I have to admit unabashedly that I like fashion almost as much as I like food. However, given a choice between a meal in a Michelin three star restaurant or a pair of expensive shoes, I would actually choose the restaurant. I'm more likely (not that I actually would) to spend $400 at Thomas Keller's Per Se in NYC than I am on a pair of Manolos at Barneys.
The problem is that nowadays, fashion and food are diametrically opposed. It is very hard to advocate butter, cream and chocolate in a world of 6ft tall, 120lb (and they are the fat ones) models, actresses, and wannabes. I pretty much decided that I would stop watching TV when I heard that "America's Next Top Model" was branching out to feature "plus size" contestants who were 6ft tall and wore a size 12...gasp! Reeling from the news that I am now almost "plus size" (being 6ft tall and a size 10), I decide to opt out of TV pop culture.
The last straw for me came today when I read an article in the NYT Fashion pages called "The Collar Bone's Connected to Slimness." The latest news out of NYC and LA is that the clavicle, yes the collarbone, is the new sexy. And how well one's clavicle protrudes is a sign of one's thinness.
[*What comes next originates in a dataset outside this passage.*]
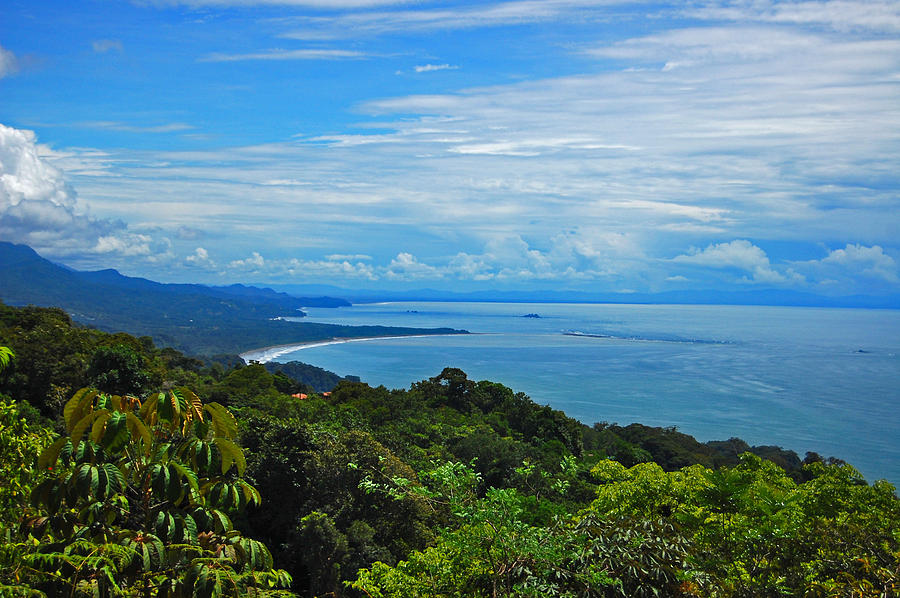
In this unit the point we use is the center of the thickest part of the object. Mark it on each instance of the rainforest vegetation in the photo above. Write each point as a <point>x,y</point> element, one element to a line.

Having a thin clavicle is very important if you wear the season's trapeze dresses (aka, a very short tent w/ armholes) because the dresses suggest girth and clavicle protruding demonstrates that one is actually skinny under that tent!
By far my biggest issue about fashion is that women develop an antipathy towards food because of their desire to look or to try to look like the latest waif du jour. Waif. It used to be a word that connoted a poor, hungry child. The fact that "waif " is now a fashion descriptor means that we've reached the height of vulgarity. We are more concerned about looking waifish than about real waifs.
It is so easy to get sucked in to this body image race for perfect clavicles or whatever. Even a food lover like me sometimes has guilt about eating a certain whatever because it was too fatty or sugary. It is not OK to have guilt about eating. Eat, drink, and be merry. We are so lucky that we enjoy abundance. We are so lucky that we are alive. We must enjoy the good gifts of the earth that we have so readily available to us.
So starting today, I vow never to utter the word "diet" again. That is not to say that I won't aim to be healthy. Rather I am banishing all thoughts of body image and food-related angst from my head. Bring on the chocolate cupcakes...with a dollop of creme fraiche, please!